Es war fast schon so, wie an einer der schäbigen Losbuden auf dem Jahrmarkt, den ich ein einziges Mal mit meinem Kindermädchen besucht hatte. Nur dass es hier, anstelle von leeren Bierdosen und Los Nieten auf sandigem Boden und einem salzig-süßen Fettgeruch in der Luft, Bedienstete gab, die über das blankpolierte Parkett - ja, der Saal war tatsächlich mit Parkett ausgelegt, mir taten die Leute, die nachher putzen mussten, jetzt schon leid - huschten und unter kristallinen Kronleuchtern dem wohl gekleideten Adel kleine exquisite Häppchen auf dem Silbertablett anboten. Und dass es hier auch nicht um einen schlecht genähten Synthetik-Stoff-Hasen ging, sondern um die Hand eines Prinzen.

Der jetzt genau in unsere Richtung blickte. ,Oh nein', schoss es mir durch den Kopf. So unauffällig wie möglich versuchte ich, ihn nicht anzusehen, Desinteresse zu zeigen. ,Oh hoffentlich sprach er nicht mich an!' Dann musste ich nicht nur das Seufzen meiner Freunde ertragen, sondern auch noch die hasserfüllten Blicke aller anderen Anwesenden. Plus deren Eltern! Danke, aber da tröstete ich lieber den ganzen Abend lang eine am Boden zerstörte Daphne!

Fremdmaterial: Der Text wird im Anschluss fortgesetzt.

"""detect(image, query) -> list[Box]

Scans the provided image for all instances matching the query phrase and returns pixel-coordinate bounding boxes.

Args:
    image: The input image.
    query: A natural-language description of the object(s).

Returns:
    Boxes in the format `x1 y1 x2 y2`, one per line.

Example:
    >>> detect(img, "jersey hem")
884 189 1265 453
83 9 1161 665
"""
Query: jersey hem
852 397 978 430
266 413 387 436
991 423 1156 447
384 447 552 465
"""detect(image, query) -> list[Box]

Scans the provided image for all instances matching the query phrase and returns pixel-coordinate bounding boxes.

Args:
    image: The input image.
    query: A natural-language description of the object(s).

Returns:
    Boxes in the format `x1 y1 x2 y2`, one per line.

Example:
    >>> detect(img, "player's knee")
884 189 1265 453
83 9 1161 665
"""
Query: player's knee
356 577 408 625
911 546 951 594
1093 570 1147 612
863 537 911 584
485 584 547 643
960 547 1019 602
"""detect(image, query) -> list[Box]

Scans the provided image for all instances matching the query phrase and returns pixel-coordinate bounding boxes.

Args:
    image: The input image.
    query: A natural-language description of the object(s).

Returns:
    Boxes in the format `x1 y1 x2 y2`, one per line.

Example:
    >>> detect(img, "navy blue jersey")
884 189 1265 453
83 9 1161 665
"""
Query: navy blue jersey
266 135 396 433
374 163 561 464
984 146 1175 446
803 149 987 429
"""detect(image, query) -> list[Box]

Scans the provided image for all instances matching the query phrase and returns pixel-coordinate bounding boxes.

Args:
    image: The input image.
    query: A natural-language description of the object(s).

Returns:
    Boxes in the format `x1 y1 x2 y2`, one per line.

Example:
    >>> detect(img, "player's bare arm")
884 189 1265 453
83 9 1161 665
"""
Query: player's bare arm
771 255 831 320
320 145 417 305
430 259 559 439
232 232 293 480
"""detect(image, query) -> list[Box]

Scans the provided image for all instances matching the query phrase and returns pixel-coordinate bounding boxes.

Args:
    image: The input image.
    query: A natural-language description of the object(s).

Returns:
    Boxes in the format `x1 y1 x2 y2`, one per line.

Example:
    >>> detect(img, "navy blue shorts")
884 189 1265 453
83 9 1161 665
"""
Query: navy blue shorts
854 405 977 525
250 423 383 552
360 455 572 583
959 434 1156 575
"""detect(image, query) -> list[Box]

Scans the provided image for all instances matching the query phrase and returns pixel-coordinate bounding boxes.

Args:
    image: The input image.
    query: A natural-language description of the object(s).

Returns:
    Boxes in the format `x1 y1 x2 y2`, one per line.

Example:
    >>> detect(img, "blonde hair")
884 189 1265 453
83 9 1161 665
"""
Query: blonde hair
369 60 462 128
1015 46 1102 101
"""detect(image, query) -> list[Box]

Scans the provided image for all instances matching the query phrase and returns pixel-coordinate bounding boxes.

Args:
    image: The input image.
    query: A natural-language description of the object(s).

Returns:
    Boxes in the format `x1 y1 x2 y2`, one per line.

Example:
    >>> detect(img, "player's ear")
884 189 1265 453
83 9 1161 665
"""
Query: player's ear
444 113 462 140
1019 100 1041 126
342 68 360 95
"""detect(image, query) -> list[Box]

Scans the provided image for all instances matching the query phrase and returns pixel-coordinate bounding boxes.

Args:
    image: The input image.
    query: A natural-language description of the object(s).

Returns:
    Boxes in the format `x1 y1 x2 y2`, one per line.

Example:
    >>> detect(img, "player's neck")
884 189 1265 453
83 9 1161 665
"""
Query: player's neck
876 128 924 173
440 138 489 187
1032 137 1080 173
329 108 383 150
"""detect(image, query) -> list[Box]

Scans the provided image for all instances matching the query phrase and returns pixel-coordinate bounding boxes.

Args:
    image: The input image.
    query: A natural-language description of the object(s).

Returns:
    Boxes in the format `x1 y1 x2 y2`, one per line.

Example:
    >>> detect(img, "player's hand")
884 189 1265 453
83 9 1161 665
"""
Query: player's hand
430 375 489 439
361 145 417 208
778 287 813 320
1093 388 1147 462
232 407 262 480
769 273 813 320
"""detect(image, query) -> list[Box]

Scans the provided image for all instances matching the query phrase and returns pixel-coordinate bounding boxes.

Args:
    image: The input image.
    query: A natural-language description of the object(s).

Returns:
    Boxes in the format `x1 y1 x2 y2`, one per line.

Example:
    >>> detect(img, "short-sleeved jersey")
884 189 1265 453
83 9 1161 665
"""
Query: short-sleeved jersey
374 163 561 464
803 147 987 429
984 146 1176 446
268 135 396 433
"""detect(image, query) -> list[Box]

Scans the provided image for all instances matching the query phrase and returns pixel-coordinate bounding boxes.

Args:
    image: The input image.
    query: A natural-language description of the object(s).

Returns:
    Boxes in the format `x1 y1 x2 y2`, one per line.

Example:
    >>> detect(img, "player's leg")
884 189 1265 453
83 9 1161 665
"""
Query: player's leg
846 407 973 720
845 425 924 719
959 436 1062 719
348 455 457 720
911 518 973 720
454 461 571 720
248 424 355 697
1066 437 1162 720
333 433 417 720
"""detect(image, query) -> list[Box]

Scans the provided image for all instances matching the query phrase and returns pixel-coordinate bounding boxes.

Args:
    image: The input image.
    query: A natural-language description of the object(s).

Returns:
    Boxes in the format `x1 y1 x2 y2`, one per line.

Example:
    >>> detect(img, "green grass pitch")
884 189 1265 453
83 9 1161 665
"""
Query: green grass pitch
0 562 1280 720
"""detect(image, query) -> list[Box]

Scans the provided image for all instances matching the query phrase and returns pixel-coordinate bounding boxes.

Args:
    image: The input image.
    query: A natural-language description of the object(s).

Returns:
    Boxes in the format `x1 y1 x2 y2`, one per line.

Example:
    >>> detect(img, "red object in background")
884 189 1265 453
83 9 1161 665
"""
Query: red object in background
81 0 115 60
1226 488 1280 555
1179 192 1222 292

Es kam wie es bei meinem Talent, buchstäblich im Glück zu schwimmen, kommen musste: Prinz Thomas lief die Reihen der Mädchen ab, lächelte jedem zu und kam dann schließlich direkt vor mir zum Stehen. Oh nein, dachte ich wieder, diesmal aber resigniert. Er sah mich an, sein Lächeln wurde etwas spöttisch.

Ohne darüber nachzudenken, was ich ihm indirekt damit mitteilte, zuckte ich mit den Augen in Laylas Richtung. Sie stand genau neben mir, ihre Hände strichen nervös über ihr Kleid. Ich wusste wie sehr sie einmal von ihm zum Tanzen aufgefordert werden wollte und wie sehr sie sich jedes verdammte Mal dafür anstrengte. Sie hatte es verdient, fand ich.

Wieder zuckten meine Augen und diesmal auch ganz leicht mein Kopf mit. Ich sah Prinz Thomas direkt in die Augen und hoffte inständig, dass er verstand.
Tatsächlich: Sein Blick glitt kurz zu Layla, dann wieder zu mir. Sicher?, fragten seine Augen und ich nickte leicht zur Bestätigung, lächelte ihn - zum ersten Mal an diesem Abend - an.

Einen Moment hielt er den Blickkontakt noch aufrecht, dann lächelte er Layla verführerisch an. "Ein wunderschönes Kleid tragen Sie da. Sehr exotisch, diese Farbe!" Sie versteifte und starrte auf die Hand, die er ihr entgegenhielt. "Würden Sie mir die Ehre erweisen, Miss Layla?"

Wow, sogar mit Namen. Der Typ hatte sich vorbereitet. Zitternd legte Layla ihre Hand in seine und hauchte ein leises: "Sehr gerne, sogar!" Ein letztes Mal strich sie über den türkisen Stoff ihres Kleides, dann führte Prinz Thomas sie auch schon unter dem allgemeinen Geflüster und Gemurmel zur Mitte des Saals, während mir ein Stein vom Herzen fiel.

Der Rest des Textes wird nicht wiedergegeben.